There are several people here at Engadget that might actually die (or at the very least be unemployed) if it were not for their Evernote accounts. Which makes it all the more painful when the service lets us down by failing to sync notes or falling prey to hackers. Jason Kincaid, formerly of TechCrunch, posted a rather lengthy tirade on his blog about such an instance, in which the iOS app produced corrupted audio notes that were completely unplayable. And during the troubleshooting process with Evernote support, Kincaid came across a bug that captured entire notes in plain text in its log files -- the very files that a support person request when trying to diagnose a problem. Let's just say the self-proclaimed power user was understandably incensed.

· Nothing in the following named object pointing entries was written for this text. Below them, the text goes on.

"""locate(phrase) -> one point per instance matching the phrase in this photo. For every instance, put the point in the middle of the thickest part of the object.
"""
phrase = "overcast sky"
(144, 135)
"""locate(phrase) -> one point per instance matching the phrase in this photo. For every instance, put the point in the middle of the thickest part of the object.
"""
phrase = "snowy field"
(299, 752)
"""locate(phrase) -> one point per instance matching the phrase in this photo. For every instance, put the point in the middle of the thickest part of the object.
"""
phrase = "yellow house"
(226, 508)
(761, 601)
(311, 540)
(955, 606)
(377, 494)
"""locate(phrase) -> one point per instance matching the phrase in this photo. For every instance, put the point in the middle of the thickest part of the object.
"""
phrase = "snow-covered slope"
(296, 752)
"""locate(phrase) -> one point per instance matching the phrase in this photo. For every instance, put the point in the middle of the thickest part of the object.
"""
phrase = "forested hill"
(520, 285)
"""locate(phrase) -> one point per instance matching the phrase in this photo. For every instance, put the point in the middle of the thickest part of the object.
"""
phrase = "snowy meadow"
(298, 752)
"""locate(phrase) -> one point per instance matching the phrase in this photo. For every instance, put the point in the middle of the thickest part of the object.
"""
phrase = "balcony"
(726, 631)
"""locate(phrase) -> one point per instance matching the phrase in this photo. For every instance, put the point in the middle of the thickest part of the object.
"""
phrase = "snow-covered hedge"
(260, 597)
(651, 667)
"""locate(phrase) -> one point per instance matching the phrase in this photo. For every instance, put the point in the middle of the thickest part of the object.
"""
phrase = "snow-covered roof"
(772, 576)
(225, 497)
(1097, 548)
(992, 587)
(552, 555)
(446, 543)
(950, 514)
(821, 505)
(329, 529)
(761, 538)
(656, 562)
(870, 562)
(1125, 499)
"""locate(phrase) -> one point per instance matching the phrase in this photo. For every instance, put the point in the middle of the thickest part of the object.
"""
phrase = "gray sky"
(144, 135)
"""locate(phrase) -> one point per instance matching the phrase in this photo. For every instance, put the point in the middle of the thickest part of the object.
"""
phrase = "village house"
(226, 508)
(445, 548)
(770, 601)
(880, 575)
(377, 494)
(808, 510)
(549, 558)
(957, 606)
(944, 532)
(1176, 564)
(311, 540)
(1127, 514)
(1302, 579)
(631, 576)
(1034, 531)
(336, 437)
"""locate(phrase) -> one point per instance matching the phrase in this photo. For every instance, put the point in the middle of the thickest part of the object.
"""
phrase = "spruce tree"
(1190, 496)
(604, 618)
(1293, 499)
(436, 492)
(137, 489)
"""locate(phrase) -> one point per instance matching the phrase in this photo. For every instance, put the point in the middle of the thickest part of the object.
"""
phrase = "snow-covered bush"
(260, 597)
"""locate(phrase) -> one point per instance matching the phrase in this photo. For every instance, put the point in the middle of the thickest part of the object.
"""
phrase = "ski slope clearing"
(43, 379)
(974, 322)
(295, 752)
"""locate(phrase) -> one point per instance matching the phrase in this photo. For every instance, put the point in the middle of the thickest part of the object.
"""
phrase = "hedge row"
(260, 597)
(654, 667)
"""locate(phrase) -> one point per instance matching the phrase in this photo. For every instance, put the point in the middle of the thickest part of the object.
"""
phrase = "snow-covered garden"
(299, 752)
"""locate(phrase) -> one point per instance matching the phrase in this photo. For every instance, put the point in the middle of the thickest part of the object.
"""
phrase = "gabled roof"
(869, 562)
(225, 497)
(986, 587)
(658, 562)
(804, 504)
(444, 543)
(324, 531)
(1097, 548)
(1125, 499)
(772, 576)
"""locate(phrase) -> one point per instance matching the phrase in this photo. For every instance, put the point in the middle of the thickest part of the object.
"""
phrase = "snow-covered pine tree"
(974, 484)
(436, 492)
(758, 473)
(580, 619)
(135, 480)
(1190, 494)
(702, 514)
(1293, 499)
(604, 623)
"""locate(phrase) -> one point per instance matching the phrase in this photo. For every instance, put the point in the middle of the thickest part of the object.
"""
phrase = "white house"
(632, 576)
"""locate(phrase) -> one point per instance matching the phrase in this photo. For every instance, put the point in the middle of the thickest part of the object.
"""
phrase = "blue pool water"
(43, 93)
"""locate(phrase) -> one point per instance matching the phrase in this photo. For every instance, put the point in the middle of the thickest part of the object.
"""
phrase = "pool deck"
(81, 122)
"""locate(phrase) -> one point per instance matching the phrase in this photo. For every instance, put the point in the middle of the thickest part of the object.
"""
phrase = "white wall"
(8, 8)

Well, the post caught the attention of Evernote CEO Phil Libin, who admitted that perhaps the company had focused too much on adding features and expanding its user base at the expense of the core experience. But those days are over Libin proclaimed. In fact, he says the staff quietly shifted its focus back to squashing bugs and improving stability a couple of months ago, but that there was still plenty of work to be done. In addition to boosting performance and fixing broken features, he says updates will be rolling out over "the next few weeks" that will greatly improve and simplify the user experience. He specifically said the engineers and designers will be targeting note editing, navigation, search, sync and collaboration features across all platforms.

2013 was a big year for Evernote, and it's safe to say it endured some growing pains. Lets just hope that 2014 is the year it grows up -- without getting too big for its britches.